Warehouse Theatre, Croydon
For the most part, Signdance Collective’s new show is extraordinarily original and enthralling. This company’s professed aim is to “merge several artistic disciplines together” and to “explore the creative possibilities that disability suggests”.
Artistic director and leading performer David Bower may be familiar to moviegoers as Hugh Grant’s deaf, and wonderfully honest, brother in Four Weddings and a Funeral, and with this company he is no less honest, in fact almost ruthlessly so. What he sets out to achieve in the most compelling of these four pieces is an expression of the inner journey he had to make in order to reconcile himself to “the Noise” - the tinnitus he has suffered since 1986 following an Indie gig. In this uncompromising performance he seems to become the sounds in his own head at the same time as trying to cast them out. It is as if a devil has taken root behind his eyes and he is determined not to be driven mad. Unforgettable.
Let’s continue with the pluses. Providing a dizzying background to this is some excellent live rock music (courtesy of Luke Barlow) and in the first half of the evening singer/songwriter Alex Ward also performs several splendidly abrasive songs of his own, accompanied by his own electric guitar and “sign theatre” from Isolte Avila.
The final piece conveys in choreographic terms the struggle between two people locked in a floundering relationship. Isolte’s dance career was cut short by arthritis and her skill now resides more in a physical demonstration of emotion rather than perfect poise. The result is intense and truthful, and again the music (Mark Holub) captures all the jangling nerve-ends that go with the emotional territory.
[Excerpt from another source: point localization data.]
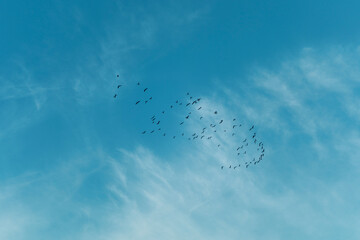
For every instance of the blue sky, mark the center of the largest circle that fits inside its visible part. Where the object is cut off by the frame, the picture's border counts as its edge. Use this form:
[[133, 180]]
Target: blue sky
[[73, 161]]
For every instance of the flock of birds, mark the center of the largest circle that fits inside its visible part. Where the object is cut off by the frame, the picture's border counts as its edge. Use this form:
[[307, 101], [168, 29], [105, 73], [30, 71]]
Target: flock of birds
[[249, 149]]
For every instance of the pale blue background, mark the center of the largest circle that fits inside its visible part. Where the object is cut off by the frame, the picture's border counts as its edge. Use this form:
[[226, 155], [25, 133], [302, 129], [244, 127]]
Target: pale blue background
[[74, 166]]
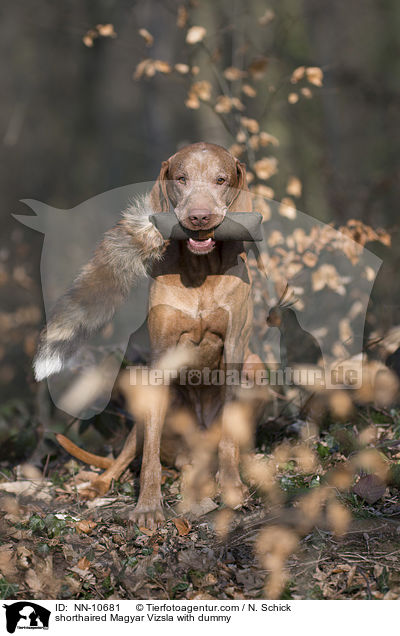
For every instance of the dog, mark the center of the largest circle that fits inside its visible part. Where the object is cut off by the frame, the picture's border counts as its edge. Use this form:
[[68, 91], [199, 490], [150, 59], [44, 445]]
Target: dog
[[200, 301]]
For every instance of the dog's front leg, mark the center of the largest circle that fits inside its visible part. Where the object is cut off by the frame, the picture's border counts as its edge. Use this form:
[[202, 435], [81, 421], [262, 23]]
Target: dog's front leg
[[148, 511], [233, 490]]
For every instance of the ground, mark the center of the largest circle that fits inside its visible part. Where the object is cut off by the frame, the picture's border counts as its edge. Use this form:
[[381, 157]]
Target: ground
[[55, 545]]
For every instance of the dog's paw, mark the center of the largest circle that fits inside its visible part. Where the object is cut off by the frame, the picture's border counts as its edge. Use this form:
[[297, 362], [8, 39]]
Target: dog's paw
[[97, 488], [149, 516]]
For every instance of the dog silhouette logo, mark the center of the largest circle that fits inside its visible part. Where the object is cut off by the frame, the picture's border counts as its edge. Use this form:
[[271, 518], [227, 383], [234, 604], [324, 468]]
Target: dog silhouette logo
[[319, 323], [26, 615]]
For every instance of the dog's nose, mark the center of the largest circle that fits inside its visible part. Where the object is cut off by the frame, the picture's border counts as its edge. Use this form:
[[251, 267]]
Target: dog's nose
[[199, 217]]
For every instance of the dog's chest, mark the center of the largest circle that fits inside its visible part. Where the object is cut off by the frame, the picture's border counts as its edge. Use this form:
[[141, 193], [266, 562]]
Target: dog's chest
[[202, 316]]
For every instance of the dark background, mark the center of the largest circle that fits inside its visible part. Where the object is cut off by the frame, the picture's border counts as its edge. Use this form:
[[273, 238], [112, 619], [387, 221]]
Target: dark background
[[75, 123]]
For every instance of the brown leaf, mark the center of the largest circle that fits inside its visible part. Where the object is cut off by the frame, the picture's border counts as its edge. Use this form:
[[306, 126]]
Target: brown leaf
[[202, 89], [146, 531], [267, 17], [314, 75], [306, 92], [146, 35], [249, 90], [195, 34], [266, 167], [294, 187], [232, 73], [252, 125], [85, 526], [298, 74], [182, 16], [182, 68], [182, 525], [83, 563], [106, 30], [370, 488]]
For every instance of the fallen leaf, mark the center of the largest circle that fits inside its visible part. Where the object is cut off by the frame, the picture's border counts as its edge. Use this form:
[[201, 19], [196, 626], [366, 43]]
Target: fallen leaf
[[205, 506], [182, 68], [267, 17], [298, 74], [252, 125], [85, 526], [232, 73], [314, 75], [182, 16], [266, 167], [294, 187], [146, 531], [182, 525], [146, 35], [106, 30], [195, 34], [83, 564], [249, 90]]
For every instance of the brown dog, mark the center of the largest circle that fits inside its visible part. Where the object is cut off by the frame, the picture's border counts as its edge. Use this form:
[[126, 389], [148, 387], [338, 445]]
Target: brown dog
[[200, 300]]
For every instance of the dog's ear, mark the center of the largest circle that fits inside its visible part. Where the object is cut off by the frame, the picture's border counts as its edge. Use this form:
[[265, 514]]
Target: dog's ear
[[158, 195], [242, 201]]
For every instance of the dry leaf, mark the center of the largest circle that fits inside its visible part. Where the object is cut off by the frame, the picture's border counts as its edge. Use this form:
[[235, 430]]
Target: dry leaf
[[182, 68], [146, 531], [182, 525], [85, 526], [83, 564], [252, 125], [202, 90], [306, 92], [195, 34], [232, 73], [106, 30], [182, 16], [192, 101], [223, 104], [249, 90], [266, 167], [202, 508], [266, 139], [294, 187], [267, 17], [146, 35], [149, 67], [287, 208], [310, 259], [236, 150], [314, 75], [298, 74]]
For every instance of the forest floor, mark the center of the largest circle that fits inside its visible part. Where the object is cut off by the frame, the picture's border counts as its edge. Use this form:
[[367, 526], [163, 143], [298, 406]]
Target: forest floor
[[55, 545]]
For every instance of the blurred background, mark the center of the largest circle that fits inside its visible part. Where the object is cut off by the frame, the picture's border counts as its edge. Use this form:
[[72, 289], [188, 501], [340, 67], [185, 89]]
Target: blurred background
[[96, 93]]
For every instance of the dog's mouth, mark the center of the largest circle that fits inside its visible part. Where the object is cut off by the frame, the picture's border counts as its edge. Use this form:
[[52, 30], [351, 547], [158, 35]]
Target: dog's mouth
[[201, 246]]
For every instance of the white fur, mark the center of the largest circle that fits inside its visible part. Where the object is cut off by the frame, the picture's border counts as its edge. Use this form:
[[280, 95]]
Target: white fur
[[45, 366]]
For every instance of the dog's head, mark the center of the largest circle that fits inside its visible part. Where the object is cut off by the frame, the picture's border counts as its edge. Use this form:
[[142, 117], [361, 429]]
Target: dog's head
[[202, 182]]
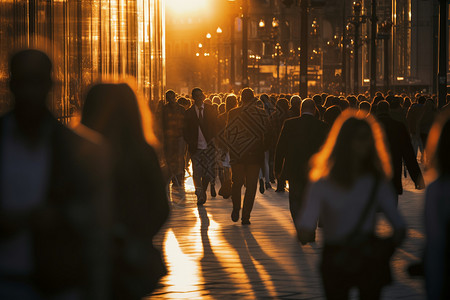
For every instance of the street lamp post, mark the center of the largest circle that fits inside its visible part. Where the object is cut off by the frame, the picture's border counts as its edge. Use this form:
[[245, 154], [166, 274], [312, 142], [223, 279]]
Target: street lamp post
[[245, 43], [304, 49], [357, 19], [277, 55], [219, 80], [384, 33], [373, 50], [442, 73]]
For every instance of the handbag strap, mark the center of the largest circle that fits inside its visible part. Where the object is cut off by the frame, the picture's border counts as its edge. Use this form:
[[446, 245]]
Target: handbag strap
[[365, 212]]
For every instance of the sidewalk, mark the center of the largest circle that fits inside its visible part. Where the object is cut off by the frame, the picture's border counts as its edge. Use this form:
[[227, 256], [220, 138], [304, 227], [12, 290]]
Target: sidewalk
[[210, 257]]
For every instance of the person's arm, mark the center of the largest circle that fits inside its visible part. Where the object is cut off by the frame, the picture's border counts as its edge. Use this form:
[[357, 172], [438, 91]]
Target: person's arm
[[410, 158], [306, 223], [435, 244], [280, 150]]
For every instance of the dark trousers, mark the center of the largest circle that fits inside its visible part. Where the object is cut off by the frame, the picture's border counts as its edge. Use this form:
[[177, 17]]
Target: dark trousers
[[337, 283], [248, 174], [202, 169], [225, 181], [296, 195]]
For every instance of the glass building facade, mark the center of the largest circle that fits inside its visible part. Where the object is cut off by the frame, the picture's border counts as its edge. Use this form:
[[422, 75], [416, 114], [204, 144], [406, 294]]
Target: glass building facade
[[89, 40]]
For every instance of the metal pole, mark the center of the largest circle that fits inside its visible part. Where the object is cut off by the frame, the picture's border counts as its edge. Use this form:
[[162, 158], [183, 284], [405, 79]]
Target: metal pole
[[218, 65], [278, 70], [442, 73], [386, 64], [373, 51], [232, 56], [244, 43], [344, 51], [304, 49], [356, 58]]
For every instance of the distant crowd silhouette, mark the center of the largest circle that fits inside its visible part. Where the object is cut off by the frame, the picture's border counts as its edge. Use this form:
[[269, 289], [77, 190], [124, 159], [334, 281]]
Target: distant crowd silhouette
[[79, 207]]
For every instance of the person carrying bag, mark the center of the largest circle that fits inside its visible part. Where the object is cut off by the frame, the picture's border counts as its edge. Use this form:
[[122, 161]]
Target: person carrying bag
[[349, 184]]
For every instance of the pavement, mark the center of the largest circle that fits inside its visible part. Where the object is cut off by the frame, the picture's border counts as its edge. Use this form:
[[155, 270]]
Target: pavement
[[210, 257]]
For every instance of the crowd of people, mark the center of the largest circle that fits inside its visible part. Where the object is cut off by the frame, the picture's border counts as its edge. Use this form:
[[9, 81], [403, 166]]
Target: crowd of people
[[79, 208], [342, 156]]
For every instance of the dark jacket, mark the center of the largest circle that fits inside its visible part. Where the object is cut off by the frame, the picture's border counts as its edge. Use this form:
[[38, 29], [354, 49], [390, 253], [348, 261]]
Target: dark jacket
[[191, 124], [247, 134], [401, 150], [300, 138]]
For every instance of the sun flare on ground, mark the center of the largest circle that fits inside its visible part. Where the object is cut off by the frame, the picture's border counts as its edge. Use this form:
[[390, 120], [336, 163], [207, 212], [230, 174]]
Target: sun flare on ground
[[186, 6]]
The first piece, however, which portrays the assault that language makes from the deaf perspective (it says so in the programme notes), appears too much like an assemblage of random elements and loosely improvised self-expression. Now they play carefully with a chair, now bits of paper are scattered from a bag, now he is videoing a close-up of his own hand – but there seems little cohesion. Alex Ward’s guitar creates a real sense of oppression, but while the rest of the programme has raw energy and total commitment, this item seems disjointed and undermined by stylistic cliché. But, overall, there’s no denying the company’s bravery and innovative spirit.